I love Rapid- every component I used except for heat sink, controller and wire, was from them. They are very reliable, very helpful and they sell quality LEDs.
The dimmer on the Rapid kit is actually pretty decent and has some nice functions- read about it and decide if its EVERYTHING you want and compare it to the AI functionality... This may make the decision easy.
IF you think the dimmer controller is adequate on the Rapid kit, or better... then
consider if you want it to look like a commercial fixture, if so your looking at serious shop time and very careful work. I mean hours that run well into the 40-80+ hour build time- its not a trivial project to make it really look good and have high end function.
IF your happy with the advertised function of the Rapid dimmer (which is not too bad really) and your putting it in a hood so no one is ever going to see the wires etc... the Rapid kit is nice/cheap and will be fast. If your going to spend part of your day looking at the fixture and can see the LED's... well... see my above comments on build quality/time and then decide just how much of a project you want.
Also- consider that it is relatively easy (if you make a mistake that should not occur if you test your circuit before powering on) to fry all the LED's in a string... and Rapid will NOT replace LED's you fry by being careless.

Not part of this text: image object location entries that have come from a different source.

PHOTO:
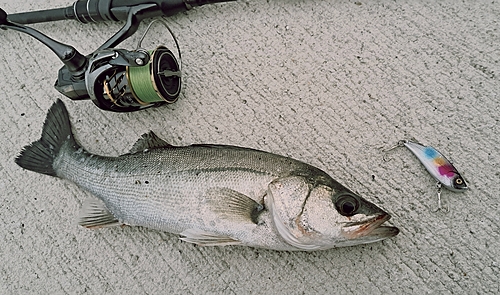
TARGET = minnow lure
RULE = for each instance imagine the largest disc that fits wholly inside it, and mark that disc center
(438, 166)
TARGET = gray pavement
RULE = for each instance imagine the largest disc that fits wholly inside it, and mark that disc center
(331, 83)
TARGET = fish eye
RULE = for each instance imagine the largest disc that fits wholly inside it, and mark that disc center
(347, 204)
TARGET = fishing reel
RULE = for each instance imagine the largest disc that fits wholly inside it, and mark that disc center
(114, 79)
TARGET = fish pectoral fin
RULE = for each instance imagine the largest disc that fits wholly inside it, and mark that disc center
(232, 205)
(94, 214)
(148, 141)
(204, 238)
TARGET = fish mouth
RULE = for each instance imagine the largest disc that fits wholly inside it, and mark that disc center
(370, 228)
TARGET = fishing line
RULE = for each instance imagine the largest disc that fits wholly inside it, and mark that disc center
(159, 79)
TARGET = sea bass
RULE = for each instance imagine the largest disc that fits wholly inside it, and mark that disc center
(208, 194)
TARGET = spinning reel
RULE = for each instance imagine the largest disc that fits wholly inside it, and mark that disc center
(117, 80)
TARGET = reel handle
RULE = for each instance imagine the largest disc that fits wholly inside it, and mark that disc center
(108, 76)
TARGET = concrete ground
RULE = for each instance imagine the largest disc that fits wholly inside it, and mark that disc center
(331, 83)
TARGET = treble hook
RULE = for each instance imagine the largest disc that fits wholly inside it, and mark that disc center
(440, 206)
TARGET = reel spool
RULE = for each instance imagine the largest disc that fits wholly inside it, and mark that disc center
(118, 80)
(135, 86)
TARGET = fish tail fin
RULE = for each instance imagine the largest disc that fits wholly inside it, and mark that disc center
(40, 155)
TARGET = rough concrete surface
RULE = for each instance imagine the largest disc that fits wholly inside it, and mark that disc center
(331, 83)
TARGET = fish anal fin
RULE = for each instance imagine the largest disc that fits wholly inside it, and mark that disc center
(204, 238)
(232, 205)
(94, 214)
(148, 141)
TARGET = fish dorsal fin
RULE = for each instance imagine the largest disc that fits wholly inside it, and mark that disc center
(94, 214)
(204, 238)
(148, 141)
(232, 205)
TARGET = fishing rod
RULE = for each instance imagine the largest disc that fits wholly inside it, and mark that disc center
(114, 79)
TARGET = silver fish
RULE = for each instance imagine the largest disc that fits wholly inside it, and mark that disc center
(208, 194)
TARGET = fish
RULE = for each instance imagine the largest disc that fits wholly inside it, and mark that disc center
(438, 166)
(207, 194)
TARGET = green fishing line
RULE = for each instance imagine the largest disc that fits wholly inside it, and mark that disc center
(142, 83)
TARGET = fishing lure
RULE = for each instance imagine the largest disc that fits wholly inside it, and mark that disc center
(438, 166)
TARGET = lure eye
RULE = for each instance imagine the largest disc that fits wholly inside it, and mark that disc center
(347, 204)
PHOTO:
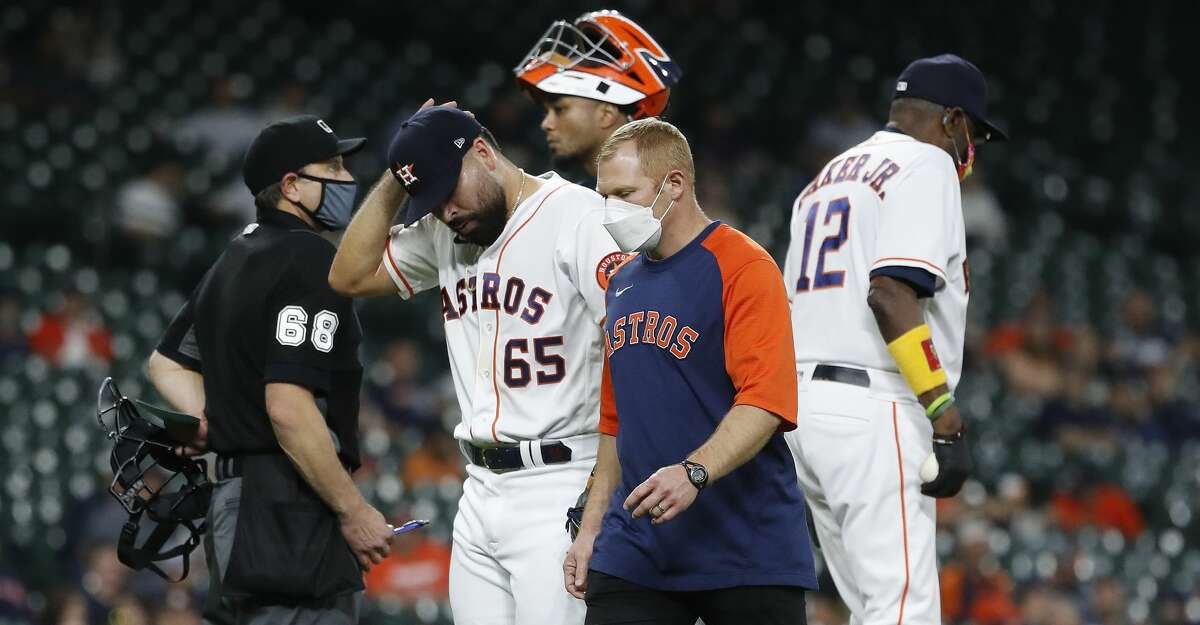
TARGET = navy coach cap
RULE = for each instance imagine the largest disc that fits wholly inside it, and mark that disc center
(289, 144)
(426, 156)
(949, 80)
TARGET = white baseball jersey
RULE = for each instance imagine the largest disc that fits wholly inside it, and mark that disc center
(522, 317)
(888, 205)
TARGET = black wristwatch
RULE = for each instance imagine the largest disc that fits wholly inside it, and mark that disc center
(696, 474)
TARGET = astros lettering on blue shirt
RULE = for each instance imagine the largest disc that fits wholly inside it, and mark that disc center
(651, 328)
(490, 298)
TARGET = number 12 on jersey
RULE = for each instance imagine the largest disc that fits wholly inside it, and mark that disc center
(822, 278)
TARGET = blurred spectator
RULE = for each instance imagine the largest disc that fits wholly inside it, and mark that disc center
(435, 462)
(1107, 602)
(66, 607)
(975, 588)
(127, 611)
(1133, 410)
(12, 337)
(1030, 350)
(419, 566)
(839, 128)
(148, 212)
(175, 616)
(13, 600)
(73, 335)
(225, 127)
(396, 389)
(1083, 499)
(1141, 342)
(105, 583)
(982, 215)
(1075, 419)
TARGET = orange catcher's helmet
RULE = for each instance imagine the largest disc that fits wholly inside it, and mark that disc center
(601, 55)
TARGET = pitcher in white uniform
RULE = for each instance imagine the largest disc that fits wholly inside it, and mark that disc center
(521, 263)
(879, 277)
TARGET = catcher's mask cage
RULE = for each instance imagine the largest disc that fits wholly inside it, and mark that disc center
(150, 479)
(601, 55)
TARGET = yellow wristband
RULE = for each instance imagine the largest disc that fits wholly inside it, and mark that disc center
(913, 353)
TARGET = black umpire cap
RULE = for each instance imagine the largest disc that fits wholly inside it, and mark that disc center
(426, 156)
(949, 80)
(289, 144)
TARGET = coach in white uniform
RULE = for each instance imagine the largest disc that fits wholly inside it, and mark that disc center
(879, 274)
(521, 263)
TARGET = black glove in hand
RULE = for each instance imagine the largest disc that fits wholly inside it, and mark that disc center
(575, 515)
(953, 466)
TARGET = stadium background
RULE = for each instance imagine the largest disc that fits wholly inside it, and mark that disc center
(123, 126)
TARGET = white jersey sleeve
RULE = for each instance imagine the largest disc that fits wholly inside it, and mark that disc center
(411, 258)
(589, 256)
(916, 218)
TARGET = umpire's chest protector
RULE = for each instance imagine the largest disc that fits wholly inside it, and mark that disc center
(288, 544)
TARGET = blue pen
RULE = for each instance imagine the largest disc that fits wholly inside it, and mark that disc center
(409, 527)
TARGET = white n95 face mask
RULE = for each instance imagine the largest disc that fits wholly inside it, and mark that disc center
(634, 227)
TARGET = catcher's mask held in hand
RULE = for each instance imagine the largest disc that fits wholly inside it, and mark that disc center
(149, 479)
(601, 55)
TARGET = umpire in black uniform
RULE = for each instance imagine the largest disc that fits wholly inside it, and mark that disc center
(268, 353)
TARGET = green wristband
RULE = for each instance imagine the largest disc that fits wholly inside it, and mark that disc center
(940, 407)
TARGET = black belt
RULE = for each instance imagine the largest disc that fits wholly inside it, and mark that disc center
(507, 457)
(228, 467)
(843, 374)
(231, 466)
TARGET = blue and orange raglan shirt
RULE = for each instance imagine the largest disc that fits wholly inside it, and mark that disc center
(688, 338)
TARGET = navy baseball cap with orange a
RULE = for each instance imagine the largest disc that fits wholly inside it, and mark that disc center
(949, 80)
(426, 156)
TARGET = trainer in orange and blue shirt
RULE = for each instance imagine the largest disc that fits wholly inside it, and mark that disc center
(695, 510)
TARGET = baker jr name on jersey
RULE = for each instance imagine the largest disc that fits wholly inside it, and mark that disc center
(517, 299)
(652, 329)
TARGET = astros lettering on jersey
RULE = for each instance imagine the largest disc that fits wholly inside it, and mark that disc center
(522, 317)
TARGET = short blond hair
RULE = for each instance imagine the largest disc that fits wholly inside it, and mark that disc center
(660, 148)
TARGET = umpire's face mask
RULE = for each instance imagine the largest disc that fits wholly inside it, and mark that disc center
(336, 202)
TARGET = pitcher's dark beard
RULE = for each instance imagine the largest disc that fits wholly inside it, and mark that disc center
(491, 218)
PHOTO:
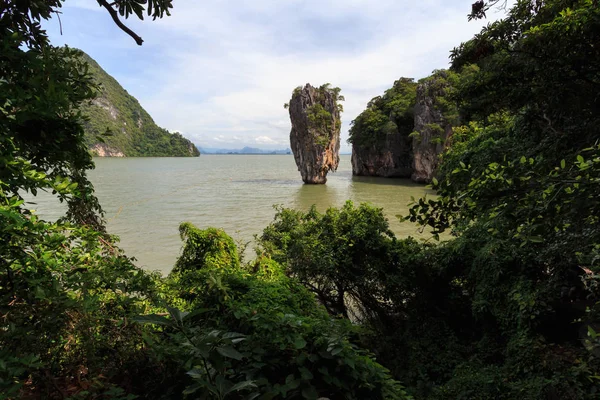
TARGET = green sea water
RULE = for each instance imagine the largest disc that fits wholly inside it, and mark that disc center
(145, 199)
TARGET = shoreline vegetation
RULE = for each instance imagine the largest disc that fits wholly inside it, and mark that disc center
(333, 305)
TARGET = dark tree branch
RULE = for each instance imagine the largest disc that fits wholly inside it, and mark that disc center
(115, 16)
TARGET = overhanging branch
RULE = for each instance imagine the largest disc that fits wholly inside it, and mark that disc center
(115, 16)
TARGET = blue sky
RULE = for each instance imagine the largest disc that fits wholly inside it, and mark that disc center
(219, 71)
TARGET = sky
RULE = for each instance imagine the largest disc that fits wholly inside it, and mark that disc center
(219, 71)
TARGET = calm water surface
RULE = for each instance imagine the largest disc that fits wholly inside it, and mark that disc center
(146, 199)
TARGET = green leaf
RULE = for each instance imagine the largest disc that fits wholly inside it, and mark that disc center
(176, 314)
(152, 319)
(230, 352)
(241, 386)
(310, 393)
(299, 343)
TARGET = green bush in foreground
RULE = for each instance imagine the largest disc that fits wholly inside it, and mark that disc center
(252, 332)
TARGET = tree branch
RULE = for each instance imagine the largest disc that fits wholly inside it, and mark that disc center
(115, 16)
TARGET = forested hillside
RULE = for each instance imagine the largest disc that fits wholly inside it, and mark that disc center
(131, 130)
(333, 306)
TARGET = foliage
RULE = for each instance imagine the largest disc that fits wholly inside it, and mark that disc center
(385, 115)
(323, 112)
(519, 187)
(254, 332)
(339, 255)
(116, 119)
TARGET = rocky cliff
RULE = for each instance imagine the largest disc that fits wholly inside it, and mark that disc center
(315, 135)
(390, 159)
(402, 133)
(381, 145)
(132, 132)
(434, 118)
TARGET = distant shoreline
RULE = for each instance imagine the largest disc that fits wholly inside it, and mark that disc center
(256, 154)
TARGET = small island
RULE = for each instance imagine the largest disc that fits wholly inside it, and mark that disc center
(315, 134)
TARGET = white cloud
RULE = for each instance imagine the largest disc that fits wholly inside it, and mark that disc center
(264, 140)
(224, 68)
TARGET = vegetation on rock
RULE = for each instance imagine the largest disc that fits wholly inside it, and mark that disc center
(115, 120)
(507, 308)
(315, 134)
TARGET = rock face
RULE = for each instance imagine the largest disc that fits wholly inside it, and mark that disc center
(432, 128)
(402, 133)
(392, 160)
(104, 150)
(315, 134)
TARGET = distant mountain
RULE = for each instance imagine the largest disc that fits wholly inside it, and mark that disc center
(245, 150)
(132, 130)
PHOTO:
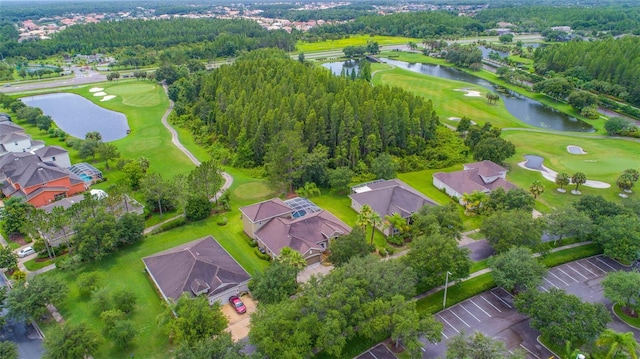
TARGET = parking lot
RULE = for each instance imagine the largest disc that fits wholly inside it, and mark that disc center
(493, 313)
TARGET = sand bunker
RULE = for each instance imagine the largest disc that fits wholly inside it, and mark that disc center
(534, 163)
(576, 150)
(470, 93)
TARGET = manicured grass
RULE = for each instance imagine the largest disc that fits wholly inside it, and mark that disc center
(479, 265)
(32, 265)
(456, 293)
(353, 40)
(605, 160)
(448, 99)
(571, 254)
(634, 322)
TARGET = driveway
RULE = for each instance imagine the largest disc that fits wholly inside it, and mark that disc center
(25, 335)
(239, 323)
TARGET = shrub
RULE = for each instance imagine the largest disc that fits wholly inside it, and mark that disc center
(197, 208)
(181, 221)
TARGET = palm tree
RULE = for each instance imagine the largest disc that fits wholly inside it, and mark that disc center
(292, 257)
(562, 179)
(619, 345)
(578, 178)
(375, 221)
(364, 217)
(625, 182)
(536, 189)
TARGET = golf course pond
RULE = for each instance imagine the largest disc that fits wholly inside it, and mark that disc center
(523, 108)
(76, 115)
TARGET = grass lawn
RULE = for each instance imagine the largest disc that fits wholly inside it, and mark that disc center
(605, 160)
(353, 40)
(448, 99)
(634, 322)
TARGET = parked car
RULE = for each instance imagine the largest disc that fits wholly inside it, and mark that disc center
(237, 304)
(26, 251)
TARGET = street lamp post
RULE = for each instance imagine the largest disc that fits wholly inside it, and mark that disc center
(446, 284)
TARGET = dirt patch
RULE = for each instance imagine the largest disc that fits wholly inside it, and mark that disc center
(239, 323)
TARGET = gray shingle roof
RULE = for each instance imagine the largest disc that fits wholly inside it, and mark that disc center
(392, 196)
(195, 265)
(49, 151)
(301, 233)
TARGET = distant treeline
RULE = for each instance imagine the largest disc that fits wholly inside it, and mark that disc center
(615, 18)
(616, 62)
(265, 99)
(193, 38)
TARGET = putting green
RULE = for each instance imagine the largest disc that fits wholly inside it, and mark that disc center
(605, 160)
(253, 190)
(136, 94)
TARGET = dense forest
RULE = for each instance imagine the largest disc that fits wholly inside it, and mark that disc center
(617, 19)
(197, 38)
(616, 62)
(266, 99)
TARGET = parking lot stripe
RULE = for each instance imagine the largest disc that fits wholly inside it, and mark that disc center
(500, 299)
(567, 274)
(465, 323)
(530, 352)
(605, 263)
(483, 311)
(454, 328)
(548, 281)
(587, 269)
(595, 265)
(491, 304)
(471, 314)
(558, 278)
(583, 276)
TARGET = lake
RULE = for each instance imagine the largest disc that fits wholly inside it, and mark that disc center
(523, 108)
(76, 115)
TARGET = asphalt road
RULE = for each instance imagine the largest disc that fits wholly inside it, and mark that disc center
(26, 336)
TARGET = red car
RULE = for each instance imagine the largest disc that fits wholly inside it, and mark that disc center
(237, 304)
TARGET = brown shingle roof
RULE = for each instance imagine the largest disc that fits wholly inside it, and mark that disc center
(194, 265)
(303, 233)
(471, 178)
(393, 196)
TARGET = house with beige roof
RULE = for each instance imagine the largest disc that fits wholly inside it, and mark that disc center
(484, 176)
(200, 267)
(387, 197)
(296, 223)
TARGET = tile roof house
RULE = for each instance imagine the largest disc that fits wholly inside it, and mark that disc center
(387, 197)
(40, 183)
(484, 176)
(275, 225)
(200, 267)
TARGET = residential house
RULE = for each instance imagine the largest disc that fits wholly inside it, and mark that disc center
(40, 183)
(13, 139)
(387, 197)
(200, 267)
(55, 154)
(484, 176)
(296, 223)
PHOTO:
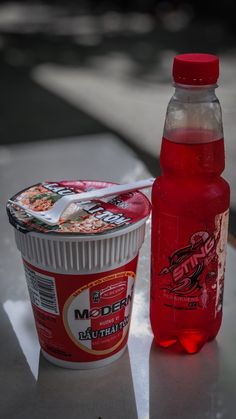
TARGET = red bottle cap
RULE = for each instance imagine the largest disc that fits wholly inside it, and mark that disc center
(196, 69)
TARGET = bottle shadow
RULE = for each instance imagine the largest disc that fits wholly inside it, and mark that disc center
(183, 386)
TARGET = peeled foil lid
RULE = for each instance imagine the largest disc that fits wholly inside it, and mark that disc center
(95, 217)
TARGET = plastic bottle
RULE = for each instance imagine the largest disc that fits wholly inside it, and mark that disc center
(190, 211)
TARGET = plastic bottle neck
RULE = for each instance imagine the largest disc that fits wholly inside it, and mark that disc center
(194, 94)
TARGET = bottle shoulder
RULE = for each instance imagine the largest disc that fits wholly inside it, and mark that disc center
(190, 195)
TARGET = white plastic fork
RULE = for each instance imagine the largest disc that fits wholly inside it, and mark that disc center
(53, 215)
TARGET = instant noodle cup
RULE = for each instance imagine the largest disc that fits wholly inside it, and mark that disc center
(81, 272)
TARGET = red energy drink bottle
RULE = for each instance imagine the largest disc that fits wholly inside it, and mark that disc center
(190, 211)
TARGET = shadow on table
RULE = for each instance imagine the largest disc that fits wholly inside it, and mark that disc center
(184, 386)
(105, 392)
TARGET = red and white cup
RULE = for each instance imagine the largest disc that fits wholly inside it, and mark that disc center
(81, 273)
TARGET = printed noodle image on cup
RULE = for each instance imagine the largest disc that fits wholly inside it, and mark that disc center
(81, 272)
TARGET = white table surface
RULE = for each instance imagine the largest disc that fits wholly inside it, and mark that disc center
(146, 382)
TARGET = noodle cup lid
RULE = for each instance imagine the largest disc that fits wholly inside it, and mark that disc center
(97, 217)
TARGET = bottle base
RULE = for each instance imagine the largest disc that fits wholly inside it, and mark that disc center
(187, 341)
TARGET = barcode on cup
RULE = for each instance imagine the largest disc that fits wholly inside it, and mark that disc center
(42, 291)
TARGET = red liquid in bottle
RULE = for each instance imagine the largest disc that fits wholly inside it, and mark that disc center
(189, 232)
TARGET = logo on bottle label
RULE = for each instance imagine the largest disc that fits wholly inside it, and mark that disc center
(194, 274)
(187, 264)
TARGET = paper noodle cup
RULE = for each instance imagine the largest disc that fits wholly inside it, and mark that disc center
(81, 273)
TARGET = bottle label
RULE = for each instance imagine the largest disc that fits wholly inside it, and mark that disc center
(82, 318)
(190, 275)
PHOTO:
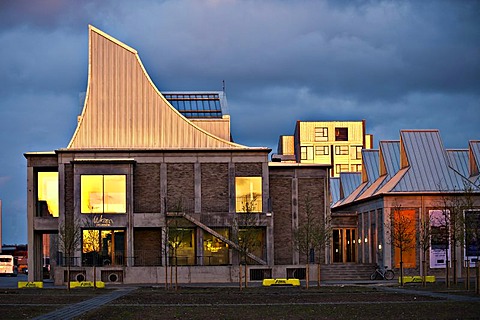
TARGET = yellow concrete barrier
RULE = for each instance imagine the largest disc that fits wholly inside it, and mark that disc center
(281, 282)
(30, 284)
(407, 279)
(87, 284)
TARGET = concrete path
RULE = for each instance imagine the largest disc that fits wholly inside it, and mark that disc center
(74, 310)
(447, 296)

A warranty is worth something, but in reality, if you power up a DIY fixture, and don't blow it up and don't pull off a wire or have a really sloppy solder joint fail, these don't really fail very often. The only part really that would fail in any reasonable frequency would be the dimmer, and Rapid may warrant that and its pretty cheap any how. LEDs once they have been shown to power up and run, don't have a super high fail rate- at least not the quality LEDs being used in these kits and the AI fixtures. So I would actually say the warranty is nice but in the case of the DIY- not a big deal, and with the AI-nice to have since you didn't build it and cannot repair it. A single LED failure in a DIY rig is like 3-7 dollars to fix.